N: 30Cuspiram nele e, pegando uma vara, bateram na sua cabeça. 31Depois de zombar dele, tiraram-lhe o manto vermelho e, de novo, o vestiram com suas próprias roupas. Daí o levaram para crucificar. 32Quando saíam, encontraram um homem chamado Simão, da cidade de Cirene, e o obrigaram a carregar a cruz de Jesus. 33E chegaram a um lugar chamado Gólgota, que quer dizer “lugar da caveira”. 34Ali deram vinho misturado com fel para Jesus beber. Ele provou, mas não quis beber. 35Depois de o crucificarem, fizeram um sorteio, repartindo entre si as suas vestes. 36E ficaram ali sentados, montando guarda. 37Acima da cabeça de Jesus, puseram o motivo da sua condenação: “Este é Jesus, o rei dos judeus”. 38Com ele também crucificaram dois ladrões, um à direita e outro à esquerda de Jesus. 39As pessoas que passavam por ali o insultavam, balançando a cabeça e dizendo:

G: 40Tu que ias destruir o templo e construí-lo de novo em três dias, salva-te a ti mesmo! Se és o Filho de Deus, desce da cruz!

N: 41Do mesmo modo, os sumos sacerdotes, junto com os mestres da lei e os anciãos, também zombavam de Jesus:

G: 42A outros salvou… a si mesmo não pode salvar! É rei de Israel… Desça agora da cruz! e acreditaremos nele. 43Confiou em Deus; que o livre agora, se é que Deus o ama!
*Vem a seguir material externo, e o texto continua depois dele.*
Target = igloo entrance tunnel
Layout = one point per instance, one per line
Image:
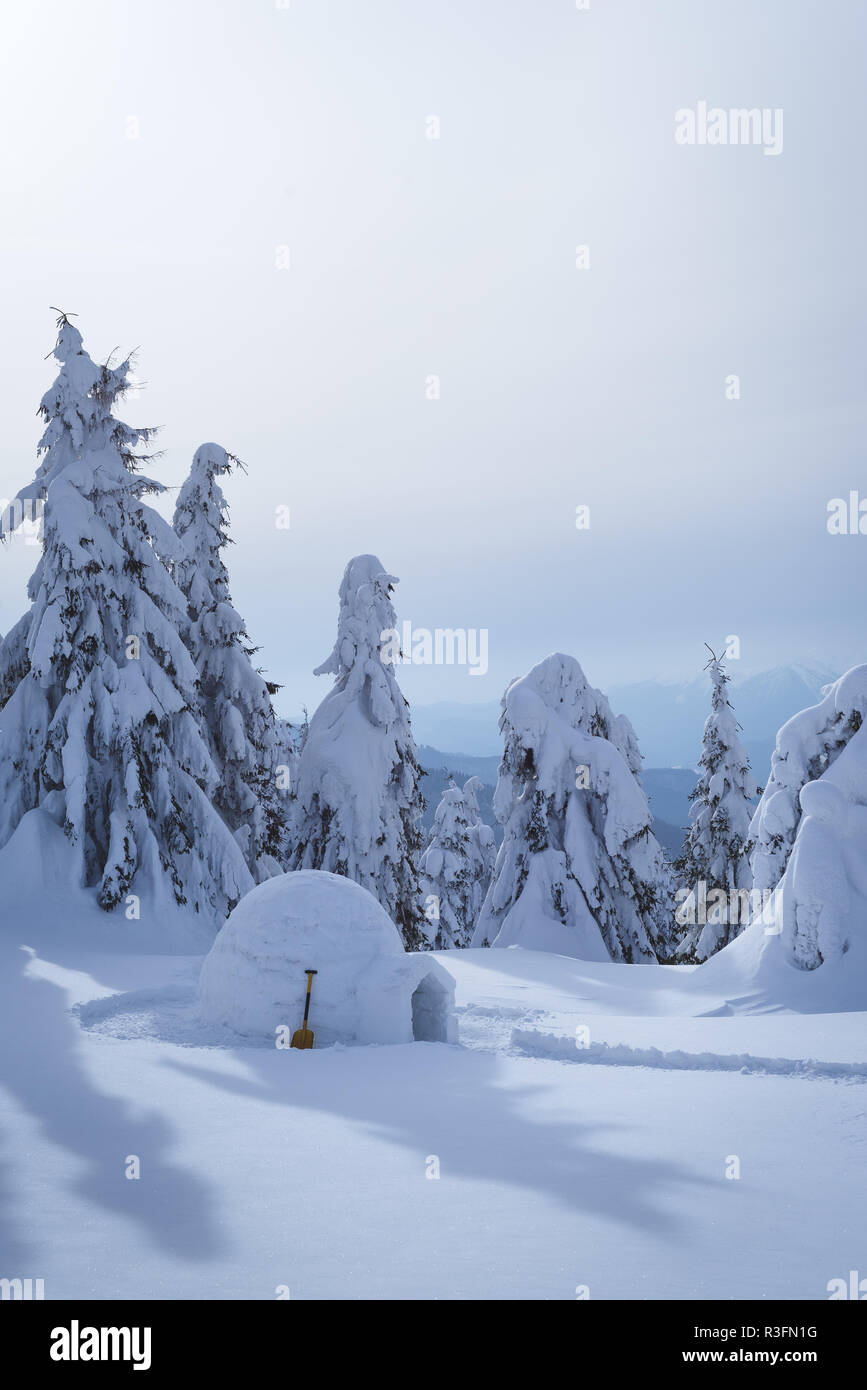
(367, 988)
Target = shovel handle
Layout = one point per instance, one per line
(310, 975)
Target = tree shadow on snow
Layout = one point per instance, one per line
(43, 1070)
(432, 1098)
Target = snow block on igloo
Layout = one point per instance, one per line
(367, 988)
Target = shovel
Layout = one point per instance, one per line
(303, 1036)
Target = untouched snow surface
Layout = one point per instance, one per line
(264, 1171)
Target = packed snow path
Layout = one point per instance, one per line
(264, 1171)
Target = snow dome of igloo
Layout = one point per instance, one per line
(367, 988)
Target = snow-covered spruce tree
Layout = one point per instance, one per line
(357, 801)
(14, 662)
(810, 831)
(580, 870)
(236, 709)
(456, 866)
(717, 844)
(807, 745)
(102, 730)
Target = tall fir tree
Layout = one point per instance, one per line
(456, 866)
(236, 708)
(100, 730)
(580, 870)
(357, 802)
(717, 845)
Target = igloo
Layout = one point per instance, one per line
(367, 988)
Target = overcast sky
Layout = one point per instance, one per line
(161, 161)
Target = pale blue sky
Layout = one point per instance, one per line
(304, 127)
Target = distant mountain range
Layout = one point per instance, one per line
(667, 716)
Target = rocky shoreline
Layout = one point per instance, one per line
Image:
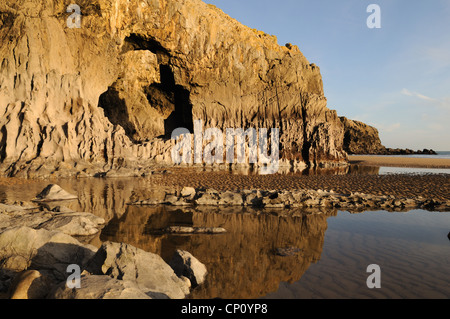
(287, 199)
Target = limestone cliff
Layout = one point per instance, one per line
(107, 95)
(360, 138)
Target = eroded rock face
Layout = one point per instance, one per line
(80, 101)
(361, 138)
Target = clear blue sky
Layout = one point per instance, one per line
(396, 78)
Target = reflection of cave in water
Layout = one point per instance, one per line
(242, 262)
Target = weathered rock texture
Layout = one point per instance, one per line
(360, 138)
(88, 100)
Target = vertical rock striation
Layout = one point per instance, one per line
(107, 95)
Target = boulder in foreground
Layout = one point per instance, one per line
(149, 271)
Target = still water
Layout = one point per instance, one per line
(330, 249)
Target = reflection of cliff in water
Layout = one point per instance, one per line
(241, 263)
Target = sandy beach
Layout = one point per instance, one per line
(399, 161)
(433, 186)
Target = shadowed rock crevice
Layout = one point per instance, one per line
(160, 98)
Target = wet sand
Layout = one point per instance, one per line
(399, 161)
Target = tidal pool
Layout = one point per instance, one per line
(324, 253)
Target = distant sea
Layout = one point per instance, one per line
(441, 154)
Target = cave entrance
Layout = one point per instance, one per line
(181, 115)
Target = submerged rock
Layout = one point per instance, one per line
(24, 248)
(54, 193)
(149, 271)
(184, 264)
(99, 287)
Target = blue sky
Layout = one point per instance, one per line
(396, 78)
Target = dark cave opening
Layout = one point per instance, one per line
(167, 97)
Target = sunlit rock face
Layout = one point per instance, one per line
(105, 95)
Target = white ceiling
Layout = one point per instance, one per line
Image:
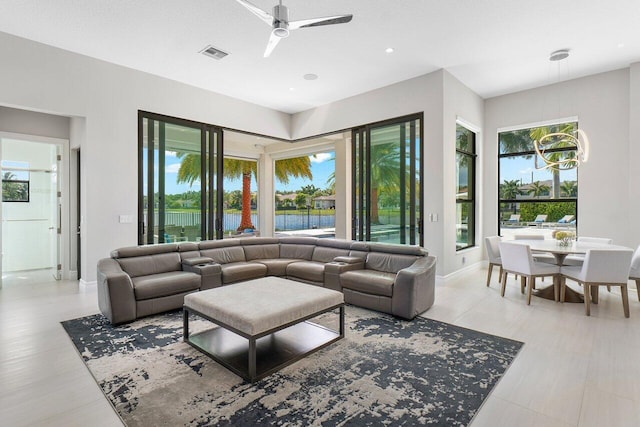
(492, 46)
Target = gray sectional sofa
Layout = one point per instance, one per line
(143, 280)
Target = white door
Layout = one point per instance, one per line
(31, 206)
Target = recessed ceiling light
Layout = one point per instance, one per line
(213, 52)
(559, 55)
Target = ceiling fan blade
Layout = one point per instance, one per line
(273, 41)
(264, 16)
(316, 22)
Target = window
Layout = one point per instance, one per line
(305, 196)
(387, 181)
(530, 194)
(465, 187)
(179, 177)
(15, 181)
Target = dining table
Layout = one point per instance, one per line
(560, 253)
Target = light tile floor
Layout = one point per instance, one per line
(572, 371)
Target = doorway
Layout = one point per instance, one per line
(31, 206)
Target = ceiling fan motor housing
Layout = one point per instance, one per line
(280, 21)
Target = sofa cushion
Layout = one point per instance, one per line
(164, 284)
(324, 254)
(306, 270)
(269, 251)
(151, 264)
(136, 251)
(369, 281)
(389, 263)
(276, 266)
(224, 255)
(239, 271)
(297, 251)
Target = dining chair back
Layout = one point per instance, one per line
(603, 240)
(601, 267)
(634, 271)
(517, 259)
(528, 237)
(578, 259)
(492, 245)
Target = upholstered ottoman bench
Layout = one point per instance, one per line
(263, 323)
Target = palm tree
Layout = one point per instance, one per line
(297, 167)
(385, 168)
(537, 133)
(538, 189)
(509, 190)
(569, 188)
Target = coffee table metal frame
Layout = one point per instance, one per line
(257, 356)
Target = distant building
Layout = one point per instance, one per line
(324, 202)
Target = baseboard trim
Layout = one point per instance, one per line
(84, 284)
(442, 280)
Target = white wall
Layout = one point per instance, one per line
(602, 105)
(42, 78)
(634, 154)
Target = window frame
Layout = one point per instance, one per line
(532, 152)
(471, 193)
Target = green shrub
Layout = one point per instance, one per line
(553, 210)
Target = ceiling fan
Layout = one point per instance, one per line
(280, 24)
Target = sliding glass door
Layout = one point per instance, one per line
(387, 181)
(180, 180)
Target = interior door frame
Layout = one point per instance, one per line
(63, 182)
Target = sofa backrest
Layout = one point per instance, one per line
(188, 250)
(260, 248)
(359, 249)
(151, 259)
(327, 254)
(297, 247)
(222, 251)
(389, 263)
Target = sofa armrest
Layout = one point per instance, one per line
(332, 271)
(209, 271)
(116, 298)
(414, 288)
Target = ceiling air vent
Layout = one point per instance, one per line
(213, 52)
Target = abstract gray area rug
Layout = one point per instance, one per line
(384, 372)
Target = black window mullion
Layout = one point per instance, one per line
(161, 181)
(205, 187)
(403, 178)
(412, 186)
(150, 180)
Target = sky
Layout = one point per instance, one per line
(322, 165)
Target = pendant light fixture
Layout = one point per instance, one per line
(546, 144)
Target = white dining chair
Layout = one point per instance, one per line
(634, 271)
(601, 267)
(492, 245)
(540, 257)
(578, 259)
(517, 259)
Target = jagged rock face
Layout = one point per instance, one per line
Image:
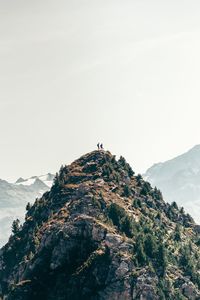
(81, 239)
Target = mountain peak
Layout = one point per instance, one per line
(100, 233)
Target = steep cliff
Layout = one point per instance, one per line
(102, 233)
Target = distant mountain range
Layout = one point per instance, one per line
(15, 196)
(101, 233)
(179, 180)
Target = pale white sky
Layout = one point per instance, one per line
(73, 73)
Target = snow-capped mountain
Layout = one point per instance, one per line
(15, 196)
(179, 180)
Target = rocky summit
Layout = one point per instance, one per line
(101, 233)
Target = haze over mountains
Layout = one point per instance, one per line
(101, 233)
(179, 180)
(15, 196)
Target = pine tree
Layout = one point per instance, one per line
(16, 226)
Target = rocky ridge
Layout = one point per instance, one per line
(101, 233)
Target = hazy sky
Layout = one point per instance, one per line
(73, 73)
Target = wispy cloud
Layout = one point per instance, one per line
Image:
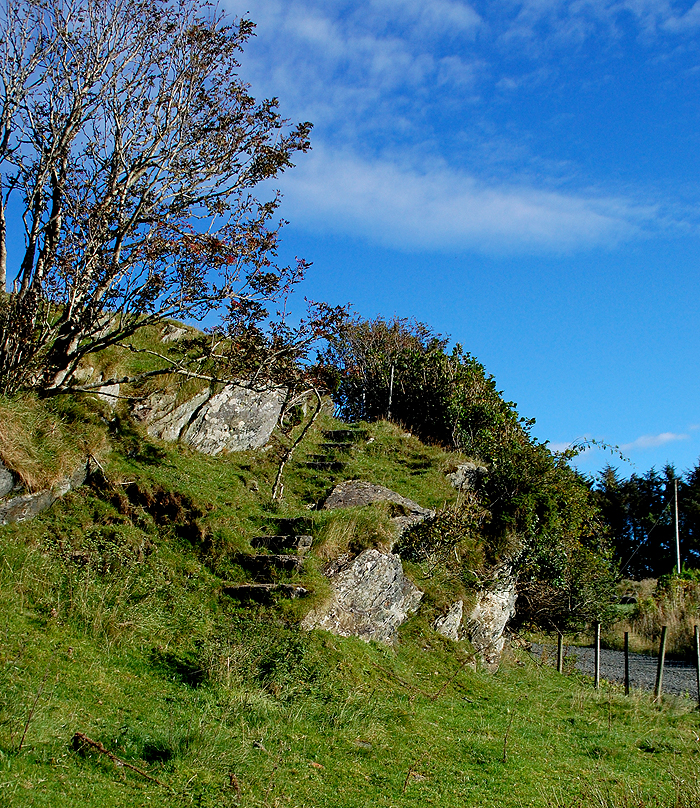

Já que ele disse: Eu sou o Filho de Deus.

N: 44Do mesmo modo, também os dois ladrões, que foram crucificados com Jesus, o insultavam. 45Desde o meio-dia até as três horas da tarde, houve escuridão sobre toda a terra. 46Pelas três horas da tarde, Jesus deu um forte grito:

P: Eli, eli, lamá sabactâni?

N: Que quer dizer: “Meu Deus, meu Deus, por que me abandonaste?” 47Alguns dos que ali estavam, ouvindo-o, disseram:

G: Ele está chamando Elias!

N: 48E logo um deles, correndo, pegou uma esponja, ensopou-a em vinagre, colocou-a na ponta de uma vara e lhe deu para beber. 49Outros, porém, disseram:

G: Deixa, vamos ver se Elias vem salvá-lo!

N: 50Então Jesus deu outra vez um forte grito e entregou o espírito.

Todos se ajoelham e faz-se uma pausa.

N: 51E eis que a cortina do santuário rasgou-se de alto a baixo, em duas partes, a terra tremeu e as pedras se partiram. 52Os túmulos se abriram e muitos corpos dos santos falecidos ressuscitaram! 53Saindo dos túmulos, depois da ressurreição de Jesus, apareceram na cidade santa e foram vistos por muitas pessoas. 54O oficial e os soldados que estavam com ele guardando Jesus, ao notarem o terremoto e tudo que havia acontecido, ficaram com muito medo e disseram:

G: Ele era mesmo Filho de Deus!

N: Palavra da salvação.

Reflexões do exegeta Frei Ludovico Garmus

Domingo de Ramos

 Oração: “Deus eterno e todo-poderoso, para dar aos homens um exemplo de humildade, quisestes que o nosso Salvador se fizesse homem e morresse na cruz. Concedei-nos aprender o ensinamento da sua paixão e ressuscitar como ele em sua glória”. 

  1. Leitura: Is 50,4-7

Não desviei o meu rosto das bofetadas e cusparadas.
Sei que não serei humilhado.

O texto de hoje traz as palavras do 3º Cântico do Servo Sofredor. É uma figura profética que está entre os judeus exilados na Babilônia. Ele está convencido de ter recebido uma missão da parte de Deus para levar uma mensagem de conforto para os exilados desanimados. O Servo apresenta-se como um discípulo obediente, atento a cada manhã para receber a mensagem divina que deverá transmitir. Mas, para cumprir esta missão, enfrentará o desprezo e o sofrimento.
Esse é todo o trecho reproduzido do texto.